At first i thought she meant she liked Jacob Black more compared to Emmet. But i was wrong. [as always]
her answer was not expected *_*

Pauline says:
Y JACOB BLACK???
Jade says:
i took the test
Jade says:
and it was jacob~
Jade says:
=.=
Jade says:
b4 it was emmet
Pauline says:
oh
Jade says:
== WHY NOT EDWARD
Pauline says:
lol
Jade says:
but i dont mind
Pauline says:
hahahahhahha

Then i contemplated whether or not to take the test. I mean. i want to but its kinda odd.
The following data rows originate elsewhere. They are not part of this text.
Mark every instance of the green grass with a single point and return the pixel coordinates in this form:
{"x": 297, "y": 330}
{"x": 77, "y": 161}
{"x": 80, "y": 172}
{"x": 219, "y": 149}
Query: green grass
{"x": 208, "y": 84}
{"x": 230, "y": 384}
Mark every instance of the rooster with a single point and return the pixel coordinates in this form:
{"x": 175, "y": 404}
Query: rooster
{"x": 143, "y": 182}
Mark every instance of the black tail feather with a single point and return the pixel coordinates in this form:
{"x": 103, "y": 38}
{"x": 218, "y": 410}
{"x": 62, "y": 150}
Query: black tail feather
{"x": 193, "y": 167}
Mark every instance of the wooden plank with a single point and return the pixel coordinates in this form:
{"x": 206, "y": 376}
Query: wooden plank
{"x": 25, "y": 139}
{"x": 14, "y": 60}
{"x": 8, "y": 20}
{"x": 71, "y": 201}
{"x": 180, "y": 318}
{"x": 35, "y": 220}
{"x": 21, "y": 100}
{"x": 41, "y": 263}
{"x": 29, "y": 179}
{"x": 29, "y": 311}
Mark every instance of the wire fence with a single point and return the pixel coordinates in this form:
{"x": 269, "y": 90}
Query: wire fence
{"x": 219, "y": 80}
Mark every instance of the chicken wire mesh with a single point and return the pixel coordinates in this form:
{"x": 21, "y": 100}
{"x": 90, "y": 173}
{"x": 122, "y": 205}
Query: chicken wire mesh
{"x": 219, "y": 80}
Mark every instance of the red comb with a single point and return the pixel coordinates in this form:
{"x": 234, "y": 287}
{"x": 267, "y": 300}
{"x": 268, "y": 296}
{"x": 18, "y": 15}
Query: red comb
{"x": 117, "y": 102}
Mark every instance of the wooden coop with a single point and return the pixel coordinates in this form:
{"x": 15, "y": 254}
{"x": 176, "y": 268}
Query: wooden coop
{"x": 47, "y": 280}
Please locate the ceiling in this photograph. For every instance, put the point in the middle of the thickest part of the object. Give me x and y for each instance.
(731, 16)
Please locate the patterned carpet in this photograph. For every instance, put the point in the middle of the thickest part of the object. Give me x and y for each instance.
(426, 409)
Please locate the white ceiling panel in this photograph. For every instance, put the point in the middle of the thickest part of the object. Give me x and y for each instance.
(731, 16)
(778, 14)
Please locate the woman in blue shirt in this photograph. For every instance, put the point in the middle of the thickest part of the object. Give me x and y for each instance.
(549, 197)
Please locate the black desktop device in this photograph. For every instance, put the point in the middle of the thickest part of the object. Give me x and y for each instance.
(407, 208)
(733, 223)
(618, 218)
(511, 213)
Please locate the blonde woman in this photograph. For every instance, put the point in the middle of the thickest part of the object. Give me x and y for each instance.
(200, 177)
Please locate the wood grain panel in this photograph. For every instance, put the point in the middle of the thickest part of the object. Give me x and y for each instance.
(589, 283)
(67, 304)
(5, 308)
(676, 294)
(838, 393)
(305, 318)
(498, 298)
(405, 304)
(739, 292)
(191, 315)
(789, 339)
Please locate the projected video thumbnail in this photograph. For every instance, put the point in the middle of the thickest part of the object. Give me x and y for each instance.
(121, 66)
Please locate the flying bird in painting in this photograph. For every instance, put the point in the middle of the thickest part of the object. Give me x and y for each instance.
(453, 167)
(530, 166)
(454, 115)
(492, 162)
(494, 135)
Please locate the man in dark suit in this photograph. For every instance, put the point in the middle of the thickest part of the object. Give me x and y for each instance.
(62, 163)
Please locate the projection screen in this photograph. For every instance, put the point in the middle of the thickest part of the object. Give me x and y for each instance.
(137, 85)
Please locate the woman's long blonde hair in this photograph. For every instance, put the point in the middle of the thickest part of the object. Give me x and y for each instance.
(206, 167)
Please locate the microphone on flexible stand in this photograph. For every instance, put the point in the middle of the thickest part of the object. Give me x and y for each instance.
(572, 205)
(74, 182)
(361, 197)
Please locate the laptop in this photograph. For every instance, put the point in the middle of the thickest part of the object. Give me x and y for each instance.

I mean I'm not like OBSESSED with it. But then again it IS just a test. Nehh! then i pondered on that question for like 10 mins.

Ok. 20mins edi passed.
OK i shall take the test.
BRB =D

Wednesday, January 14, 2009

Introduction [lol]

Hello. My first blog here. So P-L-E-A-S-E. Don't expect anything fancy yet arite?
Ok we shall all get to noe more bout me first.
haha.
Pauline/15/Malaysia
my birthday is on the 6 january.
Eventhough my details say I am a dog for my zodiac i am actually a rooster. lol
I'm still not sure why yet.
Anyway my starsign part is like screwed coz i am definately NOT a Gemini.
I.AM.A.CAPRICORN.
I shall try to update my blog as often as i possibly can ok?